Once, late in the school year, they met at a coffee shop across the street from his office on Union Street. They talked calmly for an hour or so, and then as my father prepared to leave, he reached into his suit pocket for a pen to write out the alimony/ child support check. He pulled out a Cross pen that Sadie, my mother’s mother, had given him as a present years before. My mother recognized it at once and snatched it from him. Why did he still have it? Did he carry it every day? Did he keep it close to his heart? He asked her why it mattered. She said his carrying the pen was bad for Sadie.

“Why?” my father pressed.

She took a napkin from the dispenser on the table and drew a line with the pen across the middle. On top of the line she wrote
Laura, Amy, Sadie
. Under the line she wrote
Russell
and
Amos
. Then,
Sara
.

My father stared at the napkin.

“Why is Sara below the line?”

“She’s crossed over,” my mother said. “She’s with you. She may as well be dead to me.”

Then she got up, put the pen in the pocket of her beige overcoat, and walked out of the coffee shop.

My father was stunned. He’d known that eventually he would have to sue for custody. He’d delayed because taking us away from her seemed too cruel. She’d already lost so much—he felt losing us would remove her last anchor to reality. Without us, he thought, she’d slip away completely into her own world. He’d never imagined that my mother would turn on one of us.

He walked back across the street to his office, jaywalking in front of traffic. He picked up the phone, called the lawyer who had handled the divorce case, and asked him to begin custody proceedings against my mother.

Chapter Ten

I DON’T REMEMBER when or how my father told us he was suing for custody, only that this pending decision, attached to the word
custody
, hung over us for a very long time. The possibility of leaving my mother would never have occurred to me. In all her strangeness, violence, and chaos, my mother was my life. How could that change? But once my father raised the possibility of a different life, I began to hold the possibility in my mind, and everything shifted. My father trying to get us, my mother violently opposed, became the framework for our lives for two and a half years. At some point a decision would be handed down. But the when and the how of it was a moving target, the subject for me of constant fantasy and fear.

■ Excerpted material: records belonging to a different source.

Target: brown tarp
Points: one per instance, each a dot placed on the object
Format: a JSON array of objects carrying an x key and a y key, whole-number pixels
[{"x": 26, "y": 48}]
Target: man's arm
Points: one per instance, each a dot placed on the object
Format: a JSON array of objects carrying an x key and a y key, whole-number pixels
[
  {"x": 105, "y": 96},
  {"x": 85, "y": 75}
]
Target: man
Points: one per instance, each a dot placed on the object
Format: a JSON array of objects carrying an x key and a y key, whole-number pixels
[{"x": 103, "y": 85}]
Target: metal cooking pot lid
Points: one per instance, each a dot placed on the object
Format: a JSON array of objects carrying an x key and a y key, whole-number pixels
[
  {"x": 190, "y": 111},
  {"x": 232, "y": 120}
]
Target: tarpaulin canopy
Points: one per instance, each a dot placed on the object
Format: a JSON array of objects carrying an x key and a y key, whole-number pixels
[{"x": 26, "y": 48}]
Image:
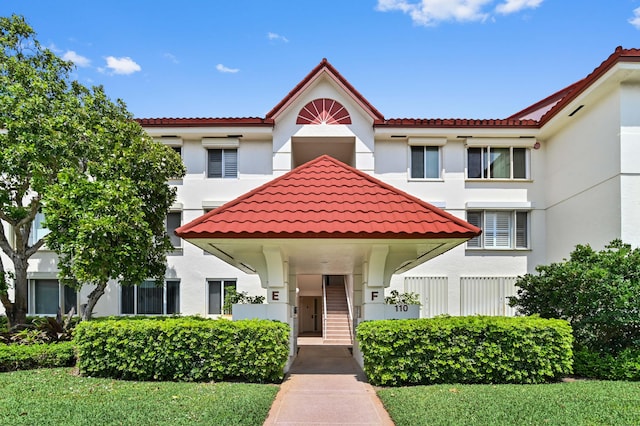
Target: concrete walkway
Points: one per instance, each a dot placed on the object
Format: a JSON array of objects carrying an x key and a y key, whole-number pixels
[{"x": 325, "y": 386}]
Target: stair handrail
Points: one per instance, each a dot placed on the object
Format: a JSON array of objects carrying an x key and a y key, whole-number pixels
[
  {"x": 324, "y": 309},
  {"x": 350, "y": 316}
]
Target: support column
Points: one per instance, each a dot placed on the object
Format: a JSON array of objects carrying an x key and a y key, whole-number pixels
[
  {"x": 277, "y": 284},
  {"x": 278, "y": 306},
  {"x": 373, "y": 284}
]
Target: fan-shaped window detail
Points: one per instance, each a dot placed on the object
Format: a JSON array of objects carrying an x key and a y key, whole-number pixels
[{"x": 323, "y": 111}]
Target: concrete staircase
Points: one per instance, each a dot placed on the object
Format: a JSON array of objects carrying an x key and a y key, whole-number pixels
[{"x": 337, "y": 325}]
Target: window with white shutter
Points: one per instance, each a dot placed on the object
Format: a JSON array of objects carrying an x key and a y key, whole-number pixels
[
  {"x": 222, "y": 163},
  {"x": 501, "y": 229}
]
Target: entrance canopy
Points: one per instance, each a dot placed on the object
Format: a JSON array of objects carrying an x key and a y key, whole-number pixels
[{"x": 325, "y": 217}]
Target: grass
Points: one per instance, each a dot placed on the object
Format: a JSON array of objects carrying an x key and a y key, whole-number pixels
[
  {"x": 57, "y": 396},
  {"x": 573, "y": 403}
]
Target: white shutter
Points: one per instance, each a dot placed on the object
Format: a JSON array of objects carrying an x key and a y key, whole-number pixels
[
  {"x": 522, "y": 240},
  {"x": 475, "y": 218},
  {"x": 497, "y": 230},
  {"x": 230, "y": 161}
]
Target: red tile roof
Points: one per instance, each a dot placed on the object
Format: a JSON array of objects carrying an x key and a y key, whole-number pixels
[
  {"x": 325, "y": 67},
  {"x": 534, "y": 116},
  {"x": 620, "y": 55},
  {"x": 197, "y": 122},
  {"x": 325, "y": 198}
]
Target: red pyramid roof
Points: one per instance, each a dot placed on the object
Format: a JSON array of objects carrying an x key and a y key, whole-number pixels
[{"x": 325, "y": 198}]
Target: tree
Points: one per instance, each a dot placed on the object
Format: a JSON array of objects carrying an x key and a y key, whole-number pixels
[
  {"x": 78, "y": 150},
  {"x": 598, "y": 292},
  {"x": 107, "y": 218}
]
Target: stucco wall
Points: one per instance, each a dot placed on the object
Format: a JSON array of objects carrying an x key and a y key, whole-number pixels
[{"x": 583, "y": 183}]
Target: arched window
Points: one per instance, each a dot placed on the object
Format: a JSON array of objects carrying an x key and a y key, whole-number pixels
[{"x": 323, "y": 111}]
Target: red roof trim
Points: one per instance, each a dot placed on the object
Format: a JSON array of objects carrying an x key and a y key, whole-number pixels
[
  {"x": 325, "y": 66},
  {"x": 446, "y": 225},
  {"x": 561, "y": 98},
  {"x": 329, "y": 235},
  {"x": 457, "y": 122},
  {"x": 551, "y": 99},
  {"x": 620, "y": 55},
  {"x": 205, "y": 122}
]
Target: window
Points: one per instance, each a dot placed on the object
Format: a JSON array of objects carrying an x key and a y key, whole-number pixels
[
  {"x": 38, "y": 230},
  {"x": 497, "y": 163},
  {"x": 425, "y": 162},
  {"x": 216, "y": 293},
  {"x": 149, "y": 299},
  {"x": 222, "y": 163},
  {"x": 501, "y": 229},
  {"x": 172, "y": 223},
  {"x": 47, "y": 297}
]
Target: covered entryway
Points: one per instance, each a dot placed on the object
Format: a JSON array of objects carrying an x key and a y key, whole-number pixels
[{"x": 326, "y": 219}]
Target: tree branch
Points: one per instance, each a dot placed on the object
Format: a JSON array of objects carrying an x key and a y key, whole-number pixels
[{"x": 4, "y": 243}]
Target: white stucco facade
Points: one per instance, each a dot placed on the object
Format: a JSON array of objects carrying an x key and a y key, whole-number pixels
[{"x": 581, "y": 185}]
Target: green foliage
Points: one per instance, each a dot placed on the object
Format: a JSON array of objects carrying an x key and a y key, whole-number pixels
[
  {"x": 183, "y": 349},
  {"x": 58, "y": 397},
  {"x": 465, "y": 350},
  {"x": 579, "y": 403},
  {"x": 597, "y": 292},
  {"x": 625, "y": 365},
  {"x": 232, "y": 296},
  {"x": 397, "y": 298},
  {"x": 23, "y": 357},
  {"x": 81, "y": 159}
]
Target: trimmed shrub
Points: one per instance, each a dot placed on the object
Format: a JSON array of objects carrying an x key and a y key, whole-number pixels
[
  {"x": 25, "y": 357},
  {"x": 598, "y": 292},
  {"x": 183, "y": 349},
  {"x": 465, "y": 350},
  {"x": 624, "y": 365}
]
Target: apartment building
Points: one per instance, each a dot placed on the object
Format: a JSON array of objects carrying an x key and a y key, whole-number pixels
[{"x": 324, "y": 192}]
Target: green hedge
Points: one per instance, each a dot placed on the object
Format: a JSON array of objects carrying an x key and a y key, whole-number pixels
[
  {"x": 183, "y": 349},
  {"x": 601, "y": 365},
  {"x": 45, "y": 355},
  {"x": 465, "y": 350}
]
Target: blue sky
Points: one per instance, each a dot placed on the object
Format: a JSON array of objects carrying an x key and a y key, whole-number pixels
[{"x": 409, "y": 58}]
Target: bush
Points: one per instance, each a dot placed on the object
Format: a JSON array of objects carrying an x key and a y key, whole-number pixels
[
  {"x": 624, "y": 365},
  {"x": 183, "y": 349},
  {"x": 24, "y": 357},
  {"x": 597, "y": 292},
  {"x": 465, "y": 350}
]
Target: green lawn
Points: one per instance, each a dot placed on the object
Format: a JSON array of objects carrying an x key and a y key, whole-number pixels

For Easter my father took us to Lake Tahoe for a week. His new girlfriend, who worked at his real estate office, came with us. We’d met Jeni before on weekend outings—gone for dinner at her apartment, eyed her cautiously, quietly pushed the onions she put in the spaghetti sauce to the side of the plate (my mother did not put onions in spaghetti sauce), and remained painfully polite. On this trip to Tahoe we got to know her better. Each day we all went sledding on a huge hill near Lake Tahoe. That hill has long since been closed to sledding—a lawsuit waiting to happen. But in the less litigious days of the 1970s my father was a demon on the toboggan. Against all reason we felt safe, as long as he was the one steering.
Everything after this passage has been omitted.